Supporting BC’s rural physicians in the ER – beyond recruitment and retention

A patient being transported via helicopter in Vanderhoof, BC
Dr. Tandi Wilkinson, rural emergency room (ER) physician and Medical Director, UBC Rural CPD Program (RCPD), has worked in several rural communities during her 20 years of practice. “ER work is a big part – and one of the more stressful parts – of rural practice,” she observes. “Rural family physicians don’t get a lot of opportunity to practice some procedures – it can be challenging to feel comfortable in the ER.” As emergency medicine continues to evolve into a specialty in its own right, Wilkinson is seeing more rural GPs and new graduates feeling less confident and less prepared to work in rural emergency rooms.

Procedures aren’t the only challenge faced by physicians in rural ERs. Depending on available resources, case management can also become complicated. Wilkinson cites an example – last year, she had a patient with a head injury, and was faced with the decision to either send the patient one hour away to Trail for a CT scan, or to a neurosurgeon located four hours away in the opposite direction. “What is the best decision for this patient?” she asks, “Do you send him for the CT scan and then to the neurosurgeon? Do you bypass CT and send the patient directly to the neurosurgeon? What if the neurosurgeon won’t accept your patient?”

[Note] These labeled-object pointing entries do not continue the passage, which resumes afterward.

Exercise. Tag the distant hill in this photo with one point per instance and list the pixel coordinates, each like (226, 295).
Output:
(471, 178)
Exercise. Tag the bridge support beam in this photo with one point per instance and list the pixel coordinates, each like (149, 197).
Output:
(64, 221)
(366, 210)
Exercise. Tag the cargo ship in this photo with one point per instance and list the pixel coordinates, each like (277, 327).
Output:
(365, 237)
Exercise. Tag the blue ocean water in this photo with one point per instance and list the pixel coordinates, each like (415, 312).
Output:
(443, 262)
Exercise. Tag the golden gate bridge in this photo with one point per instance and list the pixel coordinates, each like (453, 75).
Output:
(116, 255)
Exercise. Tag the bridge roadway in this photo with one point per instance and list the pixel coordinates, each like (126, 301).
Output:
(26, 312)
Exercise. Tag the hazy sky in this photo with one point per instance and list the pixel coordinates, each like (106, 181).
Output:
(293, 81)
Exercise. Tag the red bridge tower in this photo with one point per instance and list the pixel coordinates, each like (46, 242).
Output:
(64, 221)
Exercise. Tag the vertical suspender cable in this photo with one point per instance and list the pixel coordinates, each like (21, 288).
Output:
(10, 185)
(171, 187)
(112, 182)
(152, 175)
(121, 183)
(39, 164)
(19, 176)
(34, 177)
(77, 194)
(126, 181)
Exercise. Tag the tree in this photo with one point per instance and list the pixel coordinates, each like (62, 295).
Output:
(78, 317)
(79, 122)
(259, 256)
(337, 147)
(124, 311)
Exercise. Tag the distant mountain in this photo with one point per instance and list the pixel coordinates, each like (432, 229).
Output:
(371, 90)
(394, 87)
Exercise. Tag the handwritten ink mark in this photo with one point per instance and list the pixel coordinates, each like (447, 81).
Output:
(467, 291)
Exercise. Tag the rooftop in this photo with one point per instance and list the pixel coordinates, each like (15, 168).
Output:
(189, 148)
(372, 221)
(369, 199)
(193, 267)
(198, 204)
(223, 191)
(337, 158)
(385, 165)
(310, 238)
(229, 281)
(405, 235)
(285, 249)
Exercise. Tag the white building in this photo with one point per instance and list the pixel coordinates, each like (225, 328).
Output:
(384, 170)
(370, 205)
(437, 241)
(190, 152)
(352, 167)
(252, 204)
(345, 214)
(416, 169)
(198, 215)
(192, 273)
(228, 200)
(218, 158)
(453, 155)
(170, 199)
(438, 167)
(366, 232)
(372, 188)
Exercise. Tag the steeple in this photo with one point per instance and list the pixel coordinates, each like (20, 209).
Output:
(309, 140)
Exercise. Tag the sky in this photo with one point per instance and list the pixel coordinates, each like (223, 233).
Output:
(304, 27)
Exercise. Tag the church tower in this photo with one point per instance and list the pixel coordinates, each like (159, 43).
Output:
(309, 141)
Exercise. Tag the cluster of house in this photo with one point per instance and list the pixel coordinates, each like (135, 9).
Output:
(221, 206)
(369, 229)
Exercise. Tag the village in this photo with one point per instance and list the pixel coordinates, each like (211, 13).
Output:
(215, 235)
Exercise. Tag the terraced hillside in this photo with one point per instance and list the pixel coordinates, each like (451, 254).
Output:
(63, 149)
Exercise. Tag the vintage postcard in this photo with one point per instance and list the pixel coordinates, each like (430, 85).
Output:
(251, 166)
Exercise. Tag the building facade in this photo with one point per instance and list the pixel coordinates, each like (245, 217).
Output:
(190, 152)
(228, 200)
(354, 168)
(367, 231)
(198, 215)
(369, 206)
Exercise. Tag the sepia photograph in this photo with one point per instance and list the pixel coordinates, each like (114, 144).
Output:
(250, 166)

Even a relatively straightforward process such as transferring a patient can become problematic in some regions of the province. Mountainous terrain and remote locations can make it difficult to evacuate patients, especially during inclement weather. Additionally, physicians who must accompany their critically ill patient during transport may not be able to find coverage for their practice while they are away.

There is no blanket policy to guide the decision-making process of rural physicians through these kinds of critical care issues, notes Wilkinson. “There is no research to say ‘this is how you should do it’ because research isn’t done in these kinds of settings.” What, then, can be done to support family physicians providing essential critical care services in rural ERs?

One of the solutions that Wilkinson and her colleagues within RCPD, the Rural Coordination Centre of BC (RCCbc) and the UBC Department of Emergency Medicine are exploring involves providing on-the-ground support for rural GPs in the ER dealing with difficult cases. “I think of it as ‘phone a friend,’” quips Wilkinson. “We’re looking at developing a system where a physician is able to have a mentor who understands the rural perspective, and maybe has a higher skill set with critically ill patients, offer support with the complex decision-making.” Wilkinson notes that while many practitioners have informally set up this type of resource within their practice, she and her colleagues are examining ways in which they can formalize this service, and make it available to any physician seeking support.

Other agencies are also finding ways to support rural ER healthcare teams. Interior Health, for example, created a critical care transport team of on-call paramedics, nurses, and physicians to accompany critically ill patients who must be transported. The program allows local doctors and nurses to remain in their community to provide coverage, while the critical care team attends the patient during transport. Wilkinson observes that while this program is very successful at keeping doctors and nurses in their communities, it can also create delays when transporting a patient. “The team is not necessarily in your hospital, and they may be involved with another case when you call, so your patient may have to wait.” There are no perfect solutions, yet.

Wilkinson points out that BC’s rural physicians are better supported in the area of continuing medical education (CME) resources than many parts of Canada. There are numerous accredited hands-on, skills-based CME workshops available that allow physicians review and renew their ER competencies in their own facilities, alongside their own healthcare teams. “There is a huge will for ‘closer to home’ skills training to happen in BC. I think that’s going to continue to improve.” Wilkinson notes that “the government has a mandate to see BC’s rural emergency departments be the best supported in the country. I think that’s starting to become a reality, in the area of education, for sure.”

Dr. Tandi Wilkinson

Dr. Tandi Wilkinson is a rural emergency physician, and the Medical Director for UBC RCPD program. She has developed and taught the Shock and Obstetrical Ultrasound Courses. her special interests include rural emergency medicine and critical care topics, bedside ultrasound, ECGs, and rural CME.